Even assuming McChrystal decided to take the career hit and expose how poorly Obama is handling Afghanistan, he had other options open to him. If McChrystal thought Obama’s handling of the situation in Afghanistan was so dangerous that he felt he had to say something, he should have spoken with the president personally, and if that didn’t get him the results he required, then he should have resigned first and then had a very frank discussion with the Congressional Armed Services Committees.
Foster is of the opinion that Obama can’t afford to lose McChrystal no matter how insubordinate he may have been because, “McChrystal has more credibility on Afghanistan than Obama does. And to the extent that Obama has credibility there at all (and higher approval ratings for his Afghanistan policy than his presidency generally), it is credibility imported from McChrystal.”
This point may be moot because according to Drudge, Joe Klein said on CNN not long ago that unnamed sources told him that McChrystal has submitted his resignation.
While it’s tempting to wag a and say “I told you so” to those who foolishly voted for Obama in 2008, including General McChrystal himself, none of this bodes well for the United States.
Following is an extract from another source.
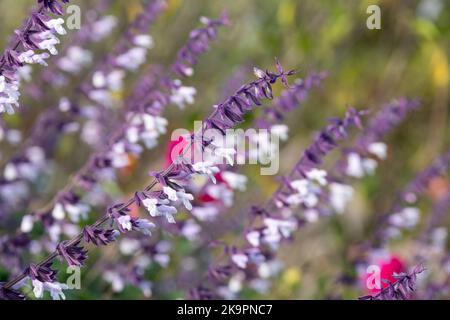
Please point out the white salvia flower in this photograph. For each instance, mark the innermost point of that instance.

It’s vital that the rest of the world sees America as a strong and militarily viable nation, and this latest debacle is the last thing we need.
Update: I spoke with my uncle briefly on the phone. He said that my characterization that McChrystal sacrificed his career is not accurate. His career has already been made. The years of service he gave will provide him a generous pension. He’ll probably be asked to serve on a number of companies’ board of directors. The general hasn’t lost anything. America lost.
Update II: After a bit of confusion this evening about whether General McChrystal actually tendered his resignation or just offered to resign, Toby Harndon at the UK Telegraph says a Capitol Hill insider confirmed to him that McChrystal has in fact tendered his resignation. There’s no word whether Obama has accepted it, but in case he does, the administration is working on coming up with a replacement who can be confirmed by the Senate quickly.